Una corsa al rincaro che non si è mai fermata, nonostante l'inflazione - nel periodo considerato - sia cresciuta solo del 2,2%.
A denunciarlo è la Cgia (Associazione Artigiani e Piccole Imprese) di Mestre, che ha analizzato l'andamento delle principali tariffe dei servizi pubblici negli ultimi tre anni.

Tra i rincari più alti, quelli dei trasporti ferroviari

Il primo posto tra gli aumenti spetta ai pedaggi autostradali (+10,8%), seguiti dal gas (+8,9%), dai trasporti ferroviari (+8,7%) e dai servizi postali (+7,3%).
In ribasso invece - tra le voci più significative - solo l'energia elettrica (-0,4%) e l'acqua potabile (-1,2%.).
“Ma il dato particolarmente significativo - commenta Giuseppe Bortolussi, segretario della Cgia di Mestre - è il forte aumento registrato dalle tariffe di competenza delle Regioni e degli Enti locali, con un +7,4%, mentre quelle controllate dal Governo centrale hanno segnato un +6,3%; a dimostrazione che sia gli uni, che gli altri, a fronte della grave situazione economica, hanno fatto cassa a spese dei cittadini e delle piccolissime imprese”.
Proprio le piccole imprese e i lavoratori autonomi, secondo l'analisi della Cgia, risultano le fasce contributive più vessate.
“Perché i lavoratori autonomi - conclude Bortolussi -, vale a dire gli artigiani e i piccoli commercianti, pagano i rincari due volte.
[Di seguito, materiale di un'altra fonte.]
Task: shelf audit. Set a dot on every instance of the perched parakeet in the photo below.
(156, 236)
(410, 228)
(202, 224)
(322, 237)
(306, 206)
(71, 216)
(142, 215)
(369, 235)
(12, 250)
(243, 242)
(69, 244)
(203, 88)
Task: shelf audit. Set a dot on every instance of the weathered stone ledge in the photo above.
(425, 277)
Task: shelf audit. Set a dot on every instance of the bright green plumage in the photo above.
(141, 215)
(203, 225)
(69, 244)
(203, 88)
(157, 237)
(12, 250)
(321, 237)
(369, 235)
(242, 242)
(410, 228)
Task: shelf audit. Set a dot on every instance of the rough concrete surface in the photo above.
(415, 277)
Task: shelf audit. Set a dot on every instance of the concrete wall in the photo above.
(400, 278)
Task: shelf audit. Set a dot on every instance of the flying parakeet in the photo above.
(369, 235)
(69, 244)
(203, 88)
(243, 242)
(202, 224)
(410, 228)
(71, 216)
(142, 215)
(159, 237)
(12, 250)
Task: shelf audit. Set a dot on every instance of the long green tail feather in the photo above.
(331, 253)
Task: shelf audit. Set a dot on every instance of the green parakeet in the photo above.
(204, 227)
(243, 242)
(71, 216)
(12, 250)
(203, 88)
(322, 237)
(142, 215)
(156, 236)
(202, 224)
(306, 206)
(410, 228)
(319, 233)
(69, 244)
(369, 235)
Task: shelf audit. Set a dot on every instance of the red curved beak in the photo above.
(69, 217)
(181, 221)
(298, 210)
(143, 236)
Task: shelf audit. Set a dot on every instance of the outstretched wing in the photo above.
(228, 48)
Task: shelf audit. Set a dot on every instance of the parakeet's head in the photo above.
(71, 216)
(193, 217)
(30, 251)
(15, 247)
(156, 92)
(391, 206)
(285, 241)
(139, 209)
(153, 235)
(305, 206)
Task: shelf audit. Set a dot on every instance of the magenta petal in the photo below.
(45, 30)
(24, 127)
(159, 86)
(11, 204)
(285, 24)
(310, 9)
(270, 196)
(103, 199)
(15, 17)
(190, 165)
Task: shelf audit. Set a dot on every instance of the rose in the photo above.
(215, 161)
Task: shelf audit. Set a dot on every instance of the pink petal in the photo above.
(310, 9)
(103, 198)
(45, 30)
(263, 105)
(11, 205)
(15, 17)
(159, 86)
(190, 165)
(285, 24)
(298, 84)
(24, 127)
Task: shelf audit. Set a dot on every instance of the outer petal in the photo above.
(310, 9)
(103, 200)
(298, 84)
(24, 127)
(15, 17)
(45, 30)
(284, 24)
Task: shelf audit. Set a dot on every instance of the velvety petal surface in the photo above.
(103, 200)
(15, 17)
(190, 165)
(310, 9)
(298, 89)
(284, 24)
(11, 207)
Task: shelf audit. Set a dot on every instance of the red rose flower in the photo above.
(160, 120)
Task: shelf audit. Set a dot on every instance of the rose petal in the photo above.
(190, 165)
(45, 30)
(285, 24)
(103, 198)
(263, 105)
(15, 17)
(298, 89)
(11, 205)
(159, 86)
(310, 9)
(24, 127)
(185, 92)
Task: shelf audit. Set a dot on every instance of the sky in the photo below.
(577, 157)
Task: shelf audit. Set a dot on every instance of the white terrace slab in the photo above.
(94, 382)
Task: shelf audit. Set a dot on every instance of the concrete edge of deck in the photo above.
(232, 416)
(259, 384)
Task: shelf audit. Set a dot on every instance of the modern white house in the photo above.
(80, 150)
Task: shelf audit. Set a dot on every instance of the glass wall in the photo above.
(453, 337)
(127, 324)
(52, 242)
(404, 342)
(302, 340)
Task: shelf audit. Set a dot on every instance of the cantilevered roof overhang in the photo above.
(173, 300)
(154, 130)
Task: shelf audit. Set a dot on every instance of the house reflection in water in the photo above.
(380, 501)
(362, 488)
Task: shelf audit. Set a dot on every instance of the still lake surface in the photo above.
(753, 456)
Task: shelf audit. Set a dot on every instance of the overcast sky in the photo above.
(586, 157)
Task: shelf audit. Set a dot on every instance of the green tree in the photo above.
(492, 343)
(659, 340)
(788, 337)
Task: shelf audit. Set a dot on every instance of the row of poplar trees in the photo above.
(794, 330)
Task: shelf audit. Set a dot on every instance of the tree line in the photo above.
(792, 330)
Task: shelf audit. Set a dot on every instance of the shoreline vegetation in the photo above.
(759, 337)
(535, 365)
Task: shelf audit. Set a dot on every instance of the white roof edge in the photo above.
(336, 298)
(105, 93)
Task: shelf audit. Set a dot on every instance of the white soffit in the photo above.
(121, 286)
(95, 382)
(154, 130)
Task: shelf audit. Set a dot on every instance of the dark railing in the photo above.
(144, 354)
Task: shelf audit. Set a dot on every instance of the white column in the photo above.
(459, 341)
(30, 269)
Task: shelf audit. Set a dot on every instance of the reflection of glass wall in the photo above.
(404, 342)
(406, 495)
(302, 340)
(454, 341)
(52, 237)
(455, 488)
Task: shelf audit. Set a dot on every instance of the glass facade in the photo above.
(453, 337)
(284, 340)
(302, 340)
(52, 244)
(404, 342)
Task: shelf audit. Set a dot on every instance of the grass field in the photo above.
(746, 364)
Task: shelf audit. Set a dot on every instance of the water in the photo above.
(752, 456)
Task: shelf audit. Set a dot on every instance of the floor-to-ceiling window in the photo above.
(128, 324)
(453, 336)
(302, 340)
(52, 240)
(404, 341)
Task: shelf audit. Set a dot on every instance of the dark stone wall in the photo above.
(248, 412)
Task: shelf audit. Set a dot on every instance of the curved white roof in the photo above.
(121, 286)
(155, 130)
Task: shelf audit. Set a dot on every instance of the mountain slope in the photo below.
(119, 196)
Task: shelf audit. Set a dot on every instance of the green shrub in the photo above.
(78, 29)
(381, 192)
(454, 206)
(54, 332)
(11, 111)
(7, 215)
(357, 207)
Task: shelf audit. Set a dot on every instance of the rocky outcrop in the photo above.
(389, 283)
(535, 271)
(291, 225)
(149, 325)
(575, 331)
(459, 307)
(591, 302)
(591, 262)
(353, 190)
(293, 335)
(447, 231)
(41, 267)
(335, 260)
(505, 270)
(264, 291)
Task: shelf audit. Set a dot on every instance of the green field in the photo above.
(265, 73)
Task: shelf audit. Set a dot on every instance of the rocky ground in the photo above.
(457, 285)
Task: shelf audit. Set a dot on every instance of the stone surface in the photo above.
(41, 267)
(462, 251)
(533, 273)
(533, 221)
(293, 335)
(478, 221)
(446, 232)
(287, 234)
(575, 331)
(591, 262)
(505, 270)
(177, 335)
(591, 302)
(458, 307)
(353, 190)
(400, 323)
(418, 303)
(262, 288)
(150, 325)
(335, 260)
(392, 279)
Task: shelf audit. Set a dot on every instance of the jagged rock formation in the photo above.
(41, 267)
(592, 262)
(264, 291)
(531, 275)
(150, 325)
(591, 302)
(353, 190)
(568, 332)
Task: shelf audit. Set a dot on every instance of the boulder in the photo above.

Una come cittadini, in riferimento alle utenze relative alla propria abitazione, la seconda come gestori di piccoli negozi o botteghe artigianali e peccato che, a fronte di questi aumenti, in questo periodo non sia corrisposto per i cittadini e gli imprenditori un rispettivo aumento della qualità e della quantità dei servizi offerti”.